Summary
の複雑な運動挙動の研究
Abstract
ハエは、この分野の研究者に利用可能な遺伝的なツールの過多に起因する複雑な挙動を研究するための重要なモデルを提供しています。における運動行動を研究して
Protocol
パート1:ハエの餌と管理
- ハエは、酵母のない標準のメディアを含むボトルで増殖させてください。あなたは、ハエを大量に必要になりますので、十字架は、それに応じて設定する必要があります。 25℃で暗サイクル:ハエは、12時間の光で栽培する必要がある
- ハエはすぐに羽化(1-3日)後に収集する必要があります。ハエは、二酸化炭素のディフューザーを使用して、この段階で働いたことができ、オートクレーブまたは酵母培地を含む試験管にソートしておく必要があります。我々は、試験管にのみ、保存されている男性10を使用してください。
- 行動実験を実行する前に、二酸化炭素の使用後に少なくとも一日か二日を許可する。私たちは行動アッセイ3-5日以下の羽化にハエを実行する。

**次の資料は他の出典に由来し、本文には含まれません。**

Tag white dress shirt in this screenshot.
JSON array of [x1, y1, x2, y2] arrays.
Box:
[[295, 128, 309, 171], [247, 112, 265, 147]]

- アッセイは、常に概日リズムの問題を回避するために、毎日同じ2〜3時間の時間ウィンドウ内で実行する必要があります。
パート2:管理された環境での追跡システムのセットアップ
- 全ての実験は、70%の湿度と25℃の一定温度を維持する環境の部屋で行われます。
- (カメラが下向き)に記録される領域の上にデジタルビデオカメラを一時停止します。私たちのトラッキングソフトウェアは、コントラストをベースにしているので、我々は、ライトボックス上のカメラを一時停止する。カメラは、FireWire接続を介して直接のDellコンピュータにビデオを記録します。我々は、ビデオの取り込みのためのWindows映画制作者(Vistaのバージョン)でのDellコンピュータにフックアップする、シャープデジタルビデオカメラを使用してください。
- 空気パルスがこのプロトコルで投与される、空気の流れのソースは、客室内に存在しなければならないので。ゴムチューブを使用して、空気ろ過用活性炭フィルターに空気源を接続してください。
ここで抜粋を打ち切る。